Apache Hive 3 tables

Using Hive, you can create managed tables or external tables.

In Hive 3, Hive has full control over managed tables. Only through Hive can you access and change the data in managed tables. Managed tables are transactional tables having ACID (atomicity, consistency, isolation, and durability) properties. Because Hive has full control of managed tables, Hive optimizes these tables extensively. If you need to bypass Hive to access data directly on the file system, you use external tables or a storage handler, such as Druid or HBase. The following matrix lists the types of tables you can create using Hive, required storage format, and key operations.

Table Type File Format ACID Insert Update/Delete
CRUD transactional ORC Yes Yes Yes
Insert-only transactional Any Yes Yes No
External Any No Yes Yes
The following table lists differences between managed (transactional) and external tables:
Table type Security Spark access Optimizations
Managed (transactional) Ranger authorization only, no SBA Yes, using Hive Warehouse Connector Statistics and others
External Ranger or SBA, which requires an ACL in HDFS Yes, direct file access Limited

Managed tables reside in the managed tablespace, which only Hive can access. By default, Hive assumes external tables reside in the external tablespace. The warehouse tablespaces are shown in the Files view in Ambari:

To determine the managed or external table type, run the DESCRIBE EXTENDED table_name.

Transactional tables

Transactional (ACID) tables reside in the Hive warehouse. To achieve ACID compliance, Hive has to manage the table, including access to the table data. The data in CRUD (create, retrieve, update, and delete) tables must be in Optimized Row Column (ORC) file format. Insert-only tables support all file formats. Hive is designed to support a relatively low rate of transactions, as opposed to serving as an online analytical processing (OLAP) system. You can use the SHOW TRANSACTIONS command to list open and aborted transactions.

Transactional tables in Hive 3 are on a par with non-ACID tables.
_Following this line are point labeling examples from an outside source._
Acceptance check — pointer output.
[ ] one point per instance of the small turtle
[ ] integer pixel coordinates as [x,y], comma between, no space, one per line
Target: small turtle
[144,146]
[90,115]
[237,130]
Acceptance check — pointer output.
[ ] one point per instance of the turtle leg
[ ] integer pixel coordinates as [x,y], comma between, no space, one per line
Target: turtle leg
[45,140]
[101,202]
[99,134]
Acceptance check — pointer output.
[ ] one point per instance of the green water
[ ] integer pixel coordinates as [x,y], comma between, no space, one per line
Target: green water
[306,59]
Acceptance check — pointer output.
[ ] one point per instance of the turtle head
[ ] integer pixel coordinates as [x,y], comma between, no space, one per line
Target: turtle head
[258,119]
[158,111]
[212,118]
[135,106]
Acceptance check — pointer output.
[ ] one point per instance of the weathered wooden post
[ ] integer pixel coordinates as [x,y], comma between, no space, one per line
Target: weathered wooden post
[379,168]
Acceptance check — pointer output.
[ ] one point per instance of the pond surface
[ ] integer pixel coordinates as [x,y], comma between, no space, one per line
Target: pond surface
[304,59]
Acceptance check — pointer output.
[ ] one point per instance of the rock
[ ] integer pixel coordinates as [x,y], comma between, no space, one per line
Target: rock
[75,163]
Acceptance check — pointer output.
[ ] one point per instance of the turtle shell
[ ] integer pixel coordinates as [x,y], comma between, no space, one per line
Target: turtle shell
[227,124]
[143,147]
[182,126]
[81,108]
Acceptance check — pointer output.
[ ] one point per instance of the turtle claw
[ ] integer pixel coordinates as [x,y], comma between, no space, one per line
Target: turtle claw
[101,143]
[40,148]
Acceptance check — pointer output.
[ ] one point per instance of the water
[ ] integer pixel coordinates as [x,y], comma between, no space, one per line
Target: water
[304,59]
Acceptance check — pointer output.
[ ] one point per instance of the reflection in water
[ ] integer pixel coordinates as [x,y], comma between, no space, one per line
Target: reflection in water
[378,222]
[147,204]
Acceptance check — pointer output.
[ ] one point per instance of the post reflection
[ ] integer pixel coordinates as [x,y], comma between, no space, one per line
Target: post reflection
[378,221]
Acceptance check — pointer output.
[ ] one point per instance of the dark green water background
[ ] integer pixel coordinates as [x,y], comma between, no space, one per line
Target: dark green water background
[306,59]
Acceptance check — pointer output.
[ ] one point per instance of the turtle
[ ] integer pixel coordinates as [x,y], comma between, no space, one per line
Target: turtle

No bucketing or sorting is required in Hive 3 transactional tables. These tables are compatible with native cloud storage.

External tables

External table data is not owned or controlled by Hive. You typically use an external table when you want to access data directly at the file level, using a tool other than Hive. Hive 3 does not support the following capabilities for external tables:

  • Query cache
  • Materialized views, except in a limited way
  • Default statistics gathering
  • Compute queries using statistics
  • Automatic runtime filtering
  • File merging after insert

Hive limitations and prerequisites

Hive is not designed to replace systems such as MySQL or HBase. If upgrading from an earlier version to Hive 3, you must run a major compaction to use your transactional tables.